Top Retrieved Answer:
Solution description: To get around this, pass the argument ‘--cli-binary-format raw-in-base64-out’. This will encode your data string into base64 before passing it to kinesis
Added by M

Original Answer:
Solution description: To get around this, pass the argument ‘--cli-binary-format raw-in-base64-out’. This will encode your data string into base64 before passing it to kinesis
Added by M



Now, searching a question that wasn't initially in the dataset.

In [32]:
print(search("What if i submit homework late?").points[0].payload['text'])

No, late submissions are not allowed. But if the form is still not closed and it’s after the due date, you can still submit the homework. confirm your submission by the date-timestamp on the Course page.y
Older news:[source1] [source2]


<h3> Step 7: Running a similarity search with filters</h3>

Using Qdrant's custom vector index implementation, Filterable HSNW, we can get precise and scalable vector search results with filtering conditions.
Using a 'must' filter ensures that all specified conditions are met for a data point to be included in the search results.
Qdrant also supports other filter types such as 'should', 'must_not', 'range', and more.

In [34]:
# to enable filtering, we need to turn on indexing of payload fields.

client.create_payload_index(
    collection_name = collection_name,
    field_name = 'course',
    field_schema = 'keyword'
)

UpdateResult(operation_id=3, status=<UpdateStatus.COMPLETED: 'completed'>)

In [35]:
# updating the search function

def search_in_course(query, limit=1, course):
    results = client.query_points(
        collection_name = collection_name,
        query = models.Document(      # embed the query text locally with "jinaai/jina-embeddings-v2-small-en"
            text = query,
            model = model_handle 
        ),
        query_filter = models.Filter(   # filter by course name
            must = [
                 models.FieldCondition(
                     key = 'course',
                     match = models.MatchValue(value = course)
                 )   
            ]
        ),
        limit = limit,   # top closest matches
        with_payload = True    #to get metadata in the results
    )

    return results

In [38]:
print(search_in_course("What if i submit homework late?", course = 'machine-learning-zoomcamp').points[0].payload['text'])

Depends on whether the form will still be open.
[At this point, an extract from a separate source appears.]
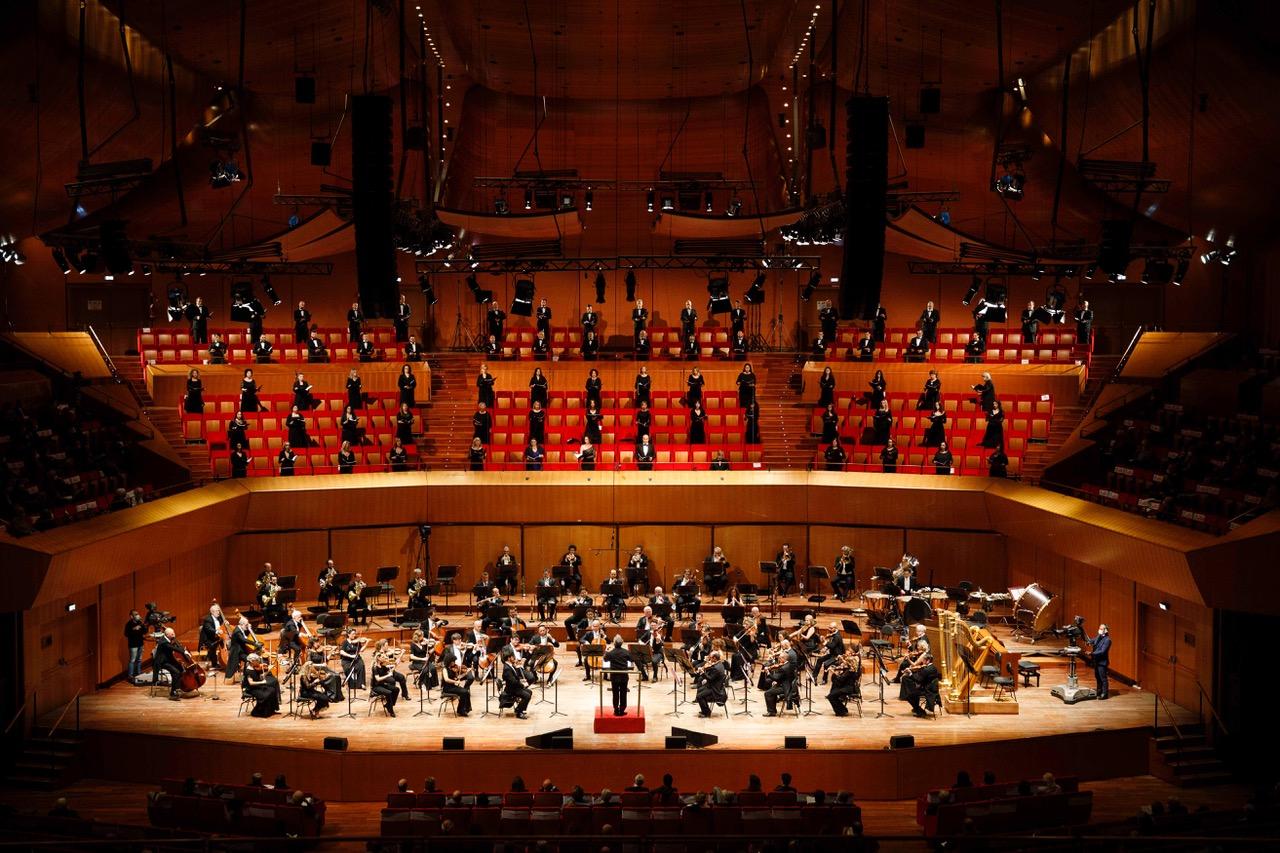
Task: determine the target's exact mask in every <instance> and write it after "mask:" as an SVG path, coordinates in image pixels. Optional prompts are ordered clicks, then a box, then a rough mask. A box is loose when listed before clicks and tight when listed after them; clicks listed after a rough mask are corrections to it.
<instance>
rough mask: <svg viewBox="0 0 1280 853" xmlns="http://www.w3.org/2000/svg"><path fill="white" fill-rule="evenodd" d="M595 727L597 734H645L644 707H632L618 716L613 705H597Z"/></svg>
mask: <svg viewBox="0 0 1280 853" xmlns="http://www.w3.org/2000/svg"><path fill="white" fill-rule="evenodd" d="M593 729H594V730H595V734H644V708H636V707H630V708H627V713H626V716H622V717H617V716H613V708H612V707H611V706H596V707H595V724H594V726H593Z"/></svg>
If you're lucky and it's open, you can submit your homework and it will be evaluated. if closed - it's too late.
(Added by Rileen Sinha, based on answer by Alexey on Slack)


<h3>Conclusion: </h3>

A simple semantic search using Qdrant on FAQ documents has been completed.

Next step is Hybrid Search - combining the strengths of keyword-based search and vector search.

In many real-world applications, they work hand-in-hand, balancing the precision of keywords with the flexibility of embeddings to deliver the best results.